Terminology Management in Business

What is Terminology?

In essence terminology is the binding definition of terms and wording in one or more languages which can theoretically explain anything including processes, products and concepts etc.

Terminology is the study of terms and their use in one way or another whenever and wherever specialized information and knowledge are created, communicated, recorded, processed, transformed or re-used and so on. It is a structured set of terms and concepts in a particular subject field and it can be considered the infrastructure of specialized information.

Terminology Management

Terminology management is the science of terms and definitions which is primarily concerned with manipulating terminological resources for specific purposes. Terms in terminology have exact definitions within the field, which is not necessarily the similar as their meaning in ordinary use. Without using proper terminology resources technical writing and technical documentation can be impossible.

Literally terminology management is the core of an organization and uses a basic common language across different functional areas. At present every organization possesses atleast the base level of the terminology management which is the internal terminology. Therefore they are able to achieve a greater degree of consistency in their language in order to operate more efficiently, with less redundancy, generate substantial cost savings and new revenue opportunities.

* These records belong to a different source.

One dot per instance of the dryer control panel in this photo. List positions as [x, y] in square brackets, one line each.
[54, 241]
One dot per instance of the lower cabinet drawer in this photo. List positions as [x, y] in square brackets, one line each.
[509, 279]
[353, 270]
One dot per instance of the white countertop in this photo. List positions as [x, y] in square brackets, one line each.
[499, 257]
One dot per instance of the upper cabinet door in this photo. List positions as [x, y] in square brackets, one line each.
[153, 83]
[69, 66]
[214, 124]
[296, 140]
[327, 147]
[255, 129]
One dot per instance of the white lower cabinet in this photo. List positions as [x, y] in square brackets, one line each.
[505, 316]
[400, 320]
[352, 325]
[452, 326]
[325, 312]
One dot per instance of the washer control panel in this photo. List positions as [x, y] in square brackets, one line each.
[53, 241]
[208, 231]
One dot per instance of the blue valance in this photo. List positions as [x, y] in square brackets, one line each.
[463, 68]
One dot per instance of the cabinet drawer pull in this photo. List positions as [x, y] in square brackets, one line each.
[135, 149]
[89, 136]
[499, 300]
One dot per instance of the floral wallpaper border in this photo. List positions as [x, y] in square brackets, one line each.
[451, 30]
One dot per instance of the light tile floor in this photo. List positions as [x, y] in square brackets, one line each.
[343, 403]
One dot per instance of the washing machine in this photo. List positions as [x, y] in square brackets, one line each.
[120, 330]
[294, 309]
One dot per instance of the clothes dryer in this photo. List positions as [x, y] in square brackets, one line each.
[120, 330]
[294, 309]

Importance of Terminology Management

Nowadays most of the organizations are using different phrases and words which are eligible to convey a clear and unified meaning and image of what they offer to their customers. The vital part of this effort is the consistent use of uniform language in line with industry and market standards.

With the rise of globalization most of the companies are keen to tap into the foreign markets as a way of expanding their businesses. Hence, with different cultures, languages, customs around the globe this requires linguistic, market and cultural expertise. Thus most of the companies utilize standard terminologies as a proactive decision not only to produce positive returns in intellectual asset reuse but also to brand consistency.

It generates the competitive advantage to the organization by improving customer satisfaction. In addition to that experience has also shown that a proper terminology management system will greatly improve any localization process, reduce required time and resource effectively to maintain consistency and accuracy across multiple languages in the translation processes.

Terminology Management Approaches

There are three main approaches that most of the organizations practices in this process.

1. In-house Terminology Management

Managing terminology in-house certainly has numerous advantages such as it permits developers, engineers, copy writers and marketing experts to have active input within a centrally controlled and maintained system. This is one of the clear routes to practice if a company has subsidiaries or agents in the countries of the target language. Definition of terms in the intention languages can be organized by the subsidiary reporting to the central in-house team, assuming all parties involved have the time and expertise to handle this successfully.

This centrally-coordinated approach gives a company total control over all terms used in its documentation, maximum flexibility to familiarize terminology and a powerful tool that translators will appreciate, as it reduces the amount of research required on their part. Therefore it leads to a better end product. Managing terminology centrally reduces the total amount of effort required. Rather than each translator or product manager “reinventing the wheel” on a project-by-project basis, each term only needs to be defined once and is then made accessible to all authors and translators. In almost all cases, this is a highly valuable method of terminology management, although with a dedicated in-house staff rarely the lowest-cost solution.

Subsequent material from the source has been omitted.